The first step is to create a joint understanding of the aspects, principles and effects of digitisation in the company. A good way of doing this is to provide in-house workshops, attended, if possible, by all divisions. A joint understanding created in this way facilitates the interdisciplinary development of promising strategies.
Then everyone can work together to establish the company's position with regard to various aspects of digitisation (also in a comparison with its competitors). This then produces starting points for initial digitisation activities.
For a digitisation strategy to be effective, it is essential to be quite clear about actual and desired processes. Unfortunately, there are often negative reactions on the part of employees in this area. Frustrations arising from the introduction of powerful ERP systems exist, and these can make it difficult to work properly on the processes important for digitisation. It therefore makes sense to handle a small area where there are regular difficulties first. With the help of a suitable business process modelling system, it is possible to quickly work out a solution in areas like these. The positive experience the employees take from this first step then makes it possible to move ahead more rapidly with designing the process. If they can see a benefit to themselves, then employees tend to be open to changes. (This is the case, for example, once they see how easily digitised travel expense accounting can be handled.)

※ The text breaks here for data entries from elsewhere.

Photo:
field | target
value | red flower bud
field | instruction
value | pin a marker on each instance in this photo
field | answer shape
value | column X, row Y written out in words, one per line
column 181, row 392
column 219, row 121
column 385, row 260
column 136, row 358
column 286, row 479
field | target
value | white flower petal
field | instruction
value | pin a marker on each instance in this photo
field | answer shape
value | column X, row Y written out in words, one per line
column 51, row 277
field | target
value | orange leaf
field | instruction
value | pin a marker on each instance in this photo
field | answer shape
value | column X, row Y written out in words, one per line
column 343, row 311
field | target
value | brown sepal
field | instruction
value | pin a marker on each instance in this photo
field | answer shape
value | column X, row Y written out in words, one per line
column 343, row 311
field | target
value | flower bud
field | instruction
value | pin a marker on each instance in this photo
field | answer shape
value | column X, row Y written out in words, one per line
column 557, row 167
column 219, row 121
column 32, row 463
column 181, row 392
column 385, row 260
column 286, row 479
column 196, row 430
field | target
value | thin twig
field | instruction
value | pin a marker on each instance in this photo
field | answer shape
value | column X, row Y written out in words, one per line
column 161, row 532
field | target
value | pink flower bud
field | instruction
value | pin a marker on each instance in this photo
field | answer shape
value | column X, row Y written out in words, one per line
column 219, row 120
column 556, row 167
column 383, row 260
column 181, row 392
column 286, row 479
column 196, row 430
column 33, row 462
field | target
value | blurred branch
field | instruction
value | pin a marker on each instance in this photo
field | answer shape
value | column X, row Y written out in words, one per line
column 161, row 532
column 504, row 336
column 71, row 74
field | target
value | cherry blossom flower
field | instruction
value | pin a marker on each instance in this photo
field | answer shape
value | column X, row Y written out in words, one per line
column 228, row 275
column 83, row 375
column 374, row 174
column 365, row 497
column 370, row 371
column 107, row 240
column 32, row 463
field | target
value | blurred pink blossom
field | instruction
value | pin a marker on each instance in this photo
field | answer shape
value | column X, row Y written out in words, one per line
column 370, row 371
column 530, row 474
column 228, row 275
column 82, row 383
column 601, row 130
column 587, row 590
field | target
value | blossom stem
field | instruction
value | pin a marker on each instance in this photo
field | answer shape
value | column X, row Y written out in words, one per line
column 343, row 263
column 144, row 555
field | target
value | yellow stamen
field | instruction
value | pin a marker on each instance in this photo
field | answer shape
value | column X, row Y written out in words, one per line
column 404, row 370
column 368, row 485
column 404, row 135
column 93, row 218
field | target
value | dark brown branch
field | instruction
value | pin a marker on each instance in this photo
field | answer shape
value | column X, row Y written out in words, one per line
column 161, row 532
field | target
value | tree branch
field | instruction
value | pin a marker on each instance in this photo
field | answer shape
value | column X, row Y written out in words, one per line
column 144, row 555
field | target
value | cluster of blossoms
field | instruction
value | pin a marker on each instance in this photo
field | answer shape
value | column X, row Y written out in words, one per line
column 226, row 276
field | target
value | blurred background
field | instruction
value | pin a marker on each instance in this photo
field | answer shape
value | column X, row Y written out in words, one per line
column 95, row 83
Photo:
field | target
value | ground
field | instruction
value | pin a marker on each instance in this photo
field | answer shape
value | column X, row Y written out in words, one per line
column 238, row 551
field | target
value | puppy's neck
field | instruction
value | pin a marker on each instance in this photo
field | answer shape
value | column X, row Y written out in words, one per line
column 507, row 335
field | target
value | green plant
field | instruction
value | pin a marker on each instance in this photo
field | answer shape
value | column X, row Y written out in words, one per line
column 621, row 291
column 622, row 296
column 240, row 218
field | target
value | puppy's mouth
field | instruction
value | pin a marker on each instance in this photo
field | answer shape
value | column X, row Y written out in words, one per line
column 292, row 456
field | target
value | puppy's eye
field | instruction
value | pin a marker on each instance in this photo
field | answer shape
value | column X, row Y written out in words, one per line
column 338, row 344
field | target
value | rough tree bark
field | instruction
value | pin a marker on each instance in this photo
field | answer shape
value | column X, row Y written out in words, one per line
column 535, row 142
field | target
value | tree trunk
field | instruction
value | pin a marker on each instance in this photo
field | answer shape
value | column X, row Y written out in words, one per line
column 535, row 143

Once the processes have been clarified, it is time to give some thought to system support. At this point, it is important to decide whether you want to operate large, complex IT systems. Digitisation offers the chance to integrate small, specialised systems, and this makes it possible to achieve consistency and react quickly to changes. Today's problems with data consistency result mainly from the inflexibility of powerful systems.
Digitisation provides good chances for people and entities who, within a given framework, quite deliberately go their own way. The important thing is that, right from the start, all company divisions, but ultimately all employees, should have a joint understanding of the technological possibilities and other aspects of digitisation. If this is the case, then it is easier for every company to find the right way forward with the help of new technical means available.